Le verdure che reggono benissimo
Carote, sedano, peperoni, cipolle, cavoli, broccoli: tagliati e chiusi in contenitore durano cinque o sei giorni senza perdere niente. Sono verdure dure, poco acquose: il taglio non le rovina. Queste le preparo sempre in anticipo, a manciate.
Quelle delicate, da maneggiare con cura
Zucchine e melanzane tagliate ossidano e ammolliscono, durano due o tre giorni. I pomodori tagliati buttano acqua: meglio interi fino all'uso. L'insalata a foglia si taglia, ma va asciugata bene e tenuta con un foglio di carta che assorbe l'umidità.
I trucchi per tenerle fresche
Carote e sedano tagliati a bastoncino restano croccanti se immersi in acqua fredda in un barattolo, da cambiare ogni due giorni. Le verdure a pezzi vanno in contenitori chiusi, mai bagnate: l'umidità di troppo le fa marcire prima.
- Reggono 5-6 giorni: carote, sedano, peperoni, cavoli, broccoli.

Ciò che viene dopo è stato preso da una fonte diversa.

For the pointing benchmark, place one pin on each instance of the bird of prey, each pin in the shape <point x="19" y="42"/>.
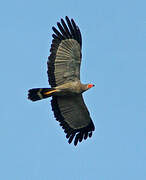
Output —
<point x="66" y="88"/>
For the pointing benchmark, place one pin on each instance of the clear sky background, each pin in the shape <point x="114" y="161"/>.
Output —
<point x="32" y="144"/>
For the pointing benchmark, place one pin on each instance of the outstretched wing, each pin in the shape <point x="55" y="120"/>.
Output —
<point x="73" y="116"/>
<point x="65" y="58"/>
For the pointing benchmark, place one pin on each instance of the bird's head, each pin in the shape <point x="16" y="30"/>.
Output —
<point x="90" y="86"/>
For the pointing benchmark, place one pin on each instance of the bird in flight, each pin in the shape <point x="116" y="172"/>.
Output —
<point x="64" y="78"/>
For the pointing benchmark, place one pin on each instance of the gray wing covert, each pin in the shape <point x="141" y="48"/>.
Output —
<point x="65" y="58"/>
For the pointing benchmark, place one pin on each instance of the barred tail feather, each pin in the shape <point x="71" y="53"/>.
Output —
<point x="40" y="93"/>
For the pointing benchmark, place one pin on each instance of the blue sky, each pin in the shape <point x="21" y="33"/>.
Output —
<point x="32" y="144"/>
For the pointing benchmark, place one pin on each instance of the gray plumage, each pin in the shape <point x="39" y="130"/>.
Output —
<point x="66" y="89"/>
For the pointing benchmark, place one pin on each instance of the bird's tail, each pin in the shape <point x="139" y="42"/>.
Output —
<point x="40" y="93"/>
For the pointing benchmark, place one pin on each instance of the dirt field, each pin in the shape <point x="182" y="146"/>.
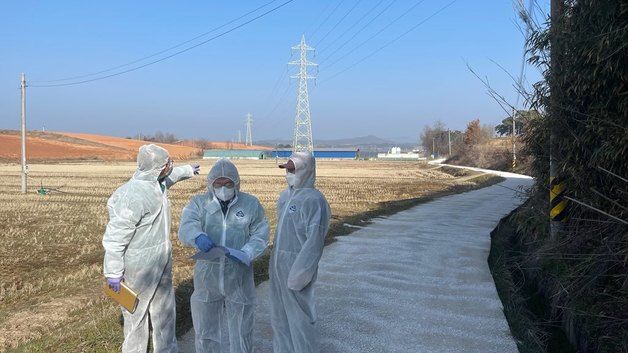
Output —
<point x="51" y="254"/>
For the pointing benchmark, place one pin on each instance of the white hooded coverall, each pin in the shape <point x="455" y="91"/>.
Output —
<point x="303" y="221"/>
<point x="137" y="246"/>
<point x="224" y="286"/>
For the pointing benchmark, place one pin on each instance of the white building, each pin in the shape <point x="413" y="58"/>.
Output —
<point x="396" y="154"/>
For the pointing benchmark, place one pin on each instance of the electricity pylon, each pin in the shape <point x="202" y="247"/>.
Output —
<point x="302" y="140"/>
<point x="249" y="137"/>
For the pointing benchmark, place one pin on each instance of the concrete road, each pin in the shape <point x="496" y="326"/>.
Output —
<point x="417" y="281"/>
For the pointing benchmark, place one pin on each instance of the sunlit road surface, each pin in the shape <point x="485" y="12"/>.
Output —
<point x="417" y="281"/>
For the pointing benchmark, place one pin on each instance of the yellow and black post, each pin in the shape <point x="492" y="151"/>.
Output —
<point x="558" y="203"/>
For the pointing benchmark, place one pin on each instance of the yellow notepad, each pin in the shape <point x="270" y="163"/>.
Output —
<point x="127" y="298"/>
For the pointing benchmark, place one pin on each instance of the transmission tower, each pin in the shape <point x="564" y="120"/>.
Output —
<point x="249" y="137"/>
<point x="302" y="140"/>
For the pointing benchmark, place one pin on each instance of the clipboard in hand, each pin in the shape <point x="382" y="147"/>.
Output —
<point x="127" y="298"/>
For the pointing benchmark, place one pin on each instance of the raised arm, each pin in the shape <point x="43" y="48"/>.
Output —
<point x="178" y="174"/>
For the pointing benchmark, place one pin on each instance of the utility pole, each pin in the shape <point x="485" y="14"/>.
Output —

- 2-3 giorni: zucchine, melanzane, insalata asciutta.
- Meglio intere: pomodori, avocado, funghi.
- In acqua: carote e sedano a bastoncino restano croccanti.
Verdure già tagliate in frigo sono il modo più semplice per mangiarne di più: quando sono pronte all'uso, finiscono nel piatto invece che nel cassetto.